Practice gives us the opportunity to make friends with these mind states, which is a necessary step on the path towards liberating us from the negative impact that they have upon us. If within our practice we can learn to sit with our agitation, to breathe with it, to give it our kind attention, we can learn what it means to have the option not to be controlled by it.

Very often, resistance is all story and very little substance. How often does it happen that for weeks or months we put off doing something (filling in our tax return, sending an email, starting a project), in so doing tainting our life with that pervasive background feeling of unease, only to find that when it comes down to it, the object of our resistance was not so unpleasant after all. The task in question can even turn out to be quite enjoyable, or at the very least getting it done can usually bring a sense of satisfaction or of being on top of things.

So too with meditation practice: it is often the simple act of lowering ourselves onto the cushion that we resist, but once we are down there we may realise just how much we needed to sit quietly and let it all be. So when you next feel resistance, try just agreeing with yourself to sit for a few minutes, and then see where that takes you. Often you will find that you are happy to sit for the full duration.

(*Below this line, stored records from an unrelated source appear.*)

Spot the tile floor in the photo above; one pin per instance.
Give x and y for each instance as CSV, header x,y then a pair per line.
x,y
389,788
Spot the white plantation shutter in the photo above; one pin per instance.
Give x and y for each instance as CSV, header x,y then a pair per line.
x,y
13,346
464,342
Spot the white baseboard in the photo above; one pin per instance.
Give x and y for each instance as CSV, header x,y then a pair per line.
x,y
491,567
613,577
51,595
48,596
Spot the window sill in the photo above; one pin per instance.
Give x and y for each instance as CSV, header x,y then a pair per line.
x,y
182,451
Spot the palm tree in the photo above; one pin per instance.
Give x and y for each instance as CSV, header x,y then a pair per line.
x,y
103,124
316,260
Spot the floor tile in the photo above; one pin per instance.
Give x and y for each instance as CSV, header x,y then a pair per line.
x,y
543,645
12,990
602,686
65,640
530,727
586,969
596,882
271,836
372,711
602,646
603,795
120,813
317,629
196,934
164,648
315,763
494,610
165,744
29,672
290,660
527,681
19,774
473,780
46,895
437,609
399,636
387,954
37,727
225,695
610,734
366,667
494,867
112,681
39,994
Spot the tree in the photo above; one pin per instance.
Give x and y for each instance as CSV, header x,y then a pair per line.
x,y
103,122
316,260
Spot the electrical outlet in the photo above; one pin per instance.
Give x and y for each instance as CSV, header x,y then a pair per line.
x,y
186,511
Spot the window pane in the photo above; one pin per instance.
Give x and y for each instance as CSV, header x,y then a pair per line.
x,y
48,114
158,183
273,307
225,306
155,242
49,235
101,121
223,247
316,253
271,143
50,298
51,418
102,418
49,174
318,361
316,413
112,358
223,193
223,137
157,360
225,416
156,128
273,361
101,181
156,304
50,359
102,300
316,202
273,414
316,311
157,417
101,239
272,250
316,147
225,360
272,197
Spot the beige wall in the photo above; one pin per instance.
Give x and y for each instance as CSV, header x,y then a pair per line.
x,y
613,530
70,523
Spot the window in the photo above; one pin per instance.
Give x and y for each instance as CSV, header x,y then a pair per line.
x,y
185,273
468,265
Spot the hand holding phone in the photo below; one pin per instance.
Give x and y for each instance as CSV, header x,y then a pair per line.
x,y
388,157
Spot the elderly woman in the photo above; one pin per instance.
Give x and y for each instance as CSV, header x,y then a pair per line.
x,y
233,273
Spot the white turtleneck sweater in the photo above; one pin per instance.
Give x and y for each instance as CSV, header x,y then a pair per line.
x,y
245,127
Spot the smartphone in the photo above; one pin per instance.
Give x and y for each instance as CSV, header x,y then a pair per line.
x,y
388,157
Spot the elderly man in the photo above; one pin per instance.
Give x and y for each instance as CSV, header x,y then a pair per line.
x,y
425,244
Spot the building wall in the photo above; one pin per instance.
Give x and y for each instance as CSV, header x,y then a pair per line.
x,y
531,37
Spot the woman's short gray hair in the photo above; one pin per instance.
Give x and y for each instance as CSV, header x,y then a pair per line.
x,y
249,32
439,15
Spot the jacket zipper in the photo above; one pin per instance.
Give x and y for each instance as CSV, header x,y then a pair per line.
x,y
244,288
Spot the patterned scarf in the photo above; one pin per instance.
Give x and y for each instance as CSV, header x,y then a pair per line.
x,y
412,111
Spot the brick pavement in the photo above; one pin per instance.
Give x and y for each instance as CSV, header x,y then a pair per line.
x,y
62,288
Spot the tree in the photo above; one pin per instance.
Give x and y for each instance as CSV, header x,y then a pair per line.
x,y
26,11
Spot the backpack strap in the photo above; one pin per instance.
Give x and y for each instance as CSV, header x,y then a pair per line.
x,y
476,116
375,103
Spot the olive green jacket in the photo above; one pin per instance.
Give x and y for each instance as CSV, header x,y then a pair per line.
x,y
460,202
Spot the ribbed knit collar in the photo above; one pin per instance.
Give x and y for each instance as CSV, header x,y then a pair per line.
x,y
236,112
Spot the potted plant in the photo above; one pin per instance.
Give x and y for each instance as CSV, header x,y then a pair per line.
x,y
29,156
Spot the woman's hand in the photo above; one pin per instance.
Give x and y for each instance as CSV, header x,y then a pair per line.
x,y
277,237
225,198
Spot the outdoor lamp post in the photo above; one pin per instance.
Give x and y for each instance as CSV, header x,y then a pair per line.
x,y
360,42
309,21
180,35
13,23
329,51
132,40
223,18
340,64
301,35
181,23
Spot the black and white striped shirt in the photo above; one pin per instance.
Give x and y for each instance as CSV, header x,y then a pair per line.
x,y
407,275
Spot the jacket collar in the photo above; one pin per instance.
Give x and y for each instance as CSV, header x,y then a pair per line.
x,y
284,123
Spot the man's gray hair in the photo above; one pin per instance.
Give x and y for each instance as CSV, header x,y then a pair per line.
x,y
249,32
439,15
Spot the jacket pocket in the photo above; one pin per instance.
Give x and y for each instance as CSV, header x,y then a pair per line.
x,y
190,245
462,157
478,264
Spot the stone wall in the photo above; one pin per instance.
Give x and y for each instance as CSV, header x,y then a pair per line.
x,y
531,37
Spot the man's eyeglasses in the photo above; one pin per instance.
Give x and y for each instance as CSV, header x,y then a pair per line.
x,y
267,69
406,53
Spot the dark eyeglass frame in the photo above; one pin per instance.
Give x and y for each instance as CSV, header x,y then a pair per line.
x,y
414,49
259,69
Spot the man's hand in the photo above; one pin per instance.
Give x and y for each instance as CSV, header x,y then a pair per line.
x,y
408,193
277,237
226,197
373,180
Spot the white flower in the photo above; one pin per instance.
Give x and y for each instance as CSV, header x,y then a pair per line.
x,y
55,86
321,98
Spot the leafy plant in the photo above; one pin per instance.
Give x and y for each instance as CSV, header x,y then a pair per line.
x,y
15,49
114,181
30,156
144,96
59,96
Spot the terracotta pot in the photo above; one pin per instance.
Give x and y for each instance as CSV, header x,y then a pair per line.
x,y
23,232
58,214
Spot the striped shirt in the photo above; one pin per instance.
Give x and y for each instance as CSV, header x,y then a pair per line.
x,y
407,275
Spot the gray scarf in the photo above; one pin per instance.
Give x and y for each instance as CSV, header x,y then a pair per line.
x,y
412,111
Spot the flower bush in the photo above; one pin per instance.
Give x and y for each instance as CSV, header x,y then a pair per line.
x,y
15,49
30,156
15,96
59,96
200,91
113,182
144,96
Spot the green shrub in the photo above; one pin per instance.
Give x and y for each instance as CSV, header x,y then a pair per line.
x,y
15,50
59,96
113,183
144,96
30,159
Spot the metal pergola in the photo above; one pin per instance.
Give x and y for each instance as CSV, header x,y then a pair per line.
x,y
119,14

Sometimes, of course, what you experience or label as resistance can have an important message for you, and some validity. Perhaps you really are too exhausted and in need of rest or sleep. Perhaps you have other responsibilities or important matters that you need to attend to. To discern when to listen to resistance and when to 'feel the resistance and do it anyway', it is helpful to know your tendency: are you someone who pushes themselves at the expense of their needs, or someone who is too quick to find an excuse not to follow through with a commitment?

A little experimentation is also helpful: sometimes doggedly following through with an intention to sit, whilst at other times shortening or adapting your practice (perhaps doing mindful movement or a bodyscan instead of sitting), or missing it out altogether. Caution is needed, however, because momentum and consistency are so very useful in establishing a regular practice, and so telling yourself that you will at least sit for a few minutes as described above is an invaluable strategy.

A final point to consider is that resistance can be a sign that our practice is right where it needs to be, that we are on the verge of something interesting. Resistance can be the last-ditch attempt to self sabotage as we come close to freeing ourselves from an unhelpful pattern… if we can only stick with it.

So next time resistance strikes as you make your journey down to sit on the cushion, take heart, and see what happens if you can turn the whole thing on its head, welcoming whatever feelings and mind states are there, investigating them with renewed curiosity and interest. Your resistance will likely dissolve.